There were a few of those today, and I opted to leave them out. Even classically trained, some pianists’ or composers’ careers or images or reputations don’t necessarily do much to further interest in classical music. Again, I’m a traditionalist: I don’t care for the two-cello or string quartet versions of some popular rap song as any kind of segue into appreciating classical music. At all. It’s not the same, and those people are not ambassadors for the classical music world. They’re the white zinfandel of classical music (or wine spritzer, because they’re not even really classical music, to me), like the wine that people who don’t like wine can drink. Perhaps Mahler is a Supertuscan, with Bruckner and Beethoven and Brahms (not intentionally all Bs) great barolos and Chiantis and ghemmes or cabernets. That’s wine for people who know it and appreciate it. 
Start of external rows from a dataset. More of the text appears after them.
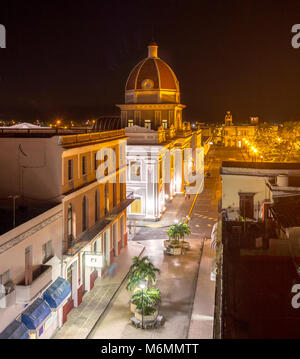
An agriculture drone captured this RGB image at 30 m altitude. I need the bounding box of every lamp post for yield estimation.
[8,194,20,228]
[140,283,145,329]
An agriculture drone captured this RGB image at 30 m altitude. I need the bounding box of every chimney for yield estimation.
[148,41,158,57]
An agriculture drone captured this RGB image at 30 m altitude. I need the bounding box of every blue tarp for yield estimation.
[44,277,71,308]
[21,298,51,330]
[0,320,29,339]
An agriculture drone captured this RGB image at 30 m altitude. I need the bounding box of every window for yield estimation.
[25,246,32,285]
[130,161,141,181]
[67,204,73,241]
[134,111,141,125]
[0,270,10,286]
[104,182,109,214]
[158,161,162,179]
[145,120,151,130]
[131,198,142,214]
[119,143,125,167]
[239,193,254,218]
[104,153,108,176]
[113,182,117,207]
[94,152,98,171]
[95,189,99,222]
[82,156,87,175]
[68,160,73,181]
[0,270,14,298]
[82,196,87,232]
[42,240,53,264]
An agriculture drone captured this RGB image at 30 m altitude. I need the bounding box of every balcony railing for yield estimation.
[58,129,125,146]
[0,283,16,309]
[16,265,52,304]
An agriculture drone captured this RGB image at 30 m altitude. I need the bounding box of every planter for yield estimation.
[134,309,158,323]
[167,246,181,256]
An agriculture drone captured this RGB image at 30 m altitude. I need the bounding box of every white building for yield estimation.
[117,42,204,221]
[0,128,132,338]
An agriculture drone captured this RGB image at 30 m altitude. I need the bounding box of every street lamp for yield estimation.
[140,283,146,329]
[8,194,20,228]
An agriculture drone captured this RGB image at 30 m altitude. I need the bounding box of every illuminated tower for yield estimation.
[225,111,232,126]
[117,41,185,131]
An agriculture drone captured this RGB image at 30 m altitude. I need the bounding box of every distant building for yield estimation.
[221,162,300,220]
[215,162,300,339]
[0,128,133,338]
[222,111,258,147]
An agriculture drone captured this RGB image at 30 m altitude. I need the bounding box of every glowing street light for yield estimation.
[140,283,146,329]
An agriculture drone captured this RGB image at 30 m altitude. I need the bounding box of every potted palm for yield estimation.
[126,256,160,291]
[179,223,191,249]
[132,288,160,323]
[164,223,191,255]
[126,256,160,313]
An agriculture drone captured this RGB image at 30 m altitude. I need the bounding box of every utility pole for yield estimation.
[8,194,20,228]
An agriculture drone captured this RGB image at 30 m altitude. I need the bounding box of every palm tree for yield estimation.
[126,256,160,290]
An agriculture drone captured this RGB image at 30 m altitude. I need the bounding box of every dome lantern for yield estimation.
[148,41,158,57]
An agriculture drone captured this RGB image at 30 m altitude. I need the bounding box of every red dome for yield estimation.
[125,57,179,91]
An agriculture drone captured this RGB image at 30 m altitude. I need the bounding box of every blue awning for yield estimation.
[0,320,29,339]
[21,298,51,330]
[43,277,71,308]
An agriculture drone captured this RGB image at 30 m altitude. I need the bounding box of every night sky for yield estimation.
[0,0,300,123]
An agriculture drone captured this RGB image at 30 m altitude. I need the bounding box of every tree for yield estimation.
[126,256,160,290]
[131,288,161,315]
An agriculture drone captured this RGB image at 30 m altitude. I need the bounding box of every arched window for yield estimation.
[82,196,88,232]
[67,204,73,241]
[95,189,99,222]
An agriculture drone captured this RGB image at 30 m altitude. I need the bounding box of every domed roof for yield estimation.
[125,42,179,91]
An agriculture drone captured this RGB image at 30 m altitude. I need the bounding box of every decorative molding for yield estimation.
[0,210,62,254]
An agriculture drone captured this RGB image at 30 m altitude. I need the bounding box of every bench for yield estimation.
[130,317,141,328]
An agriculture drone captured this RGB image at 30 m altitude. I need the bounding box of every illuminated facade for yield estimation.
[117,42,203,221]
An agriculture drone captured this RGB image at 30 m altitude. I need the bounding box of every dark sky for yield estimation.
[0,0,300,122]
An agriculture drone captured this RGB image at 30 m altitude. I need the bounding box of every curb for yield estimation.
[85,242,146,339]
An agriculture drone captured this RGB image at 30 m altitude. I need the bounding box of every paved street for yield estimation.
[90,146,243,339]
That got serious. Anyway, there’s definitely a niche being carved out for ‘modern’ or ‘contemporary’ or ‘mainstream’ or ‘pop’ classical, especially with tributes to pop songs on YouTube and the like, but I find it to be a watered-down, dare I say disrespectful, version of the original. In reality, it is not ‘contemporary’ or ‘modern’ classical music in the sense that Corigliano or Cage or Glass or Babbitt, Feldman, Finnissy, or Stockhausen are. It’s instrumental pop music. And believe it or not, that all being said, I have nothing against it; just don’t try to pass it off as something it’s not.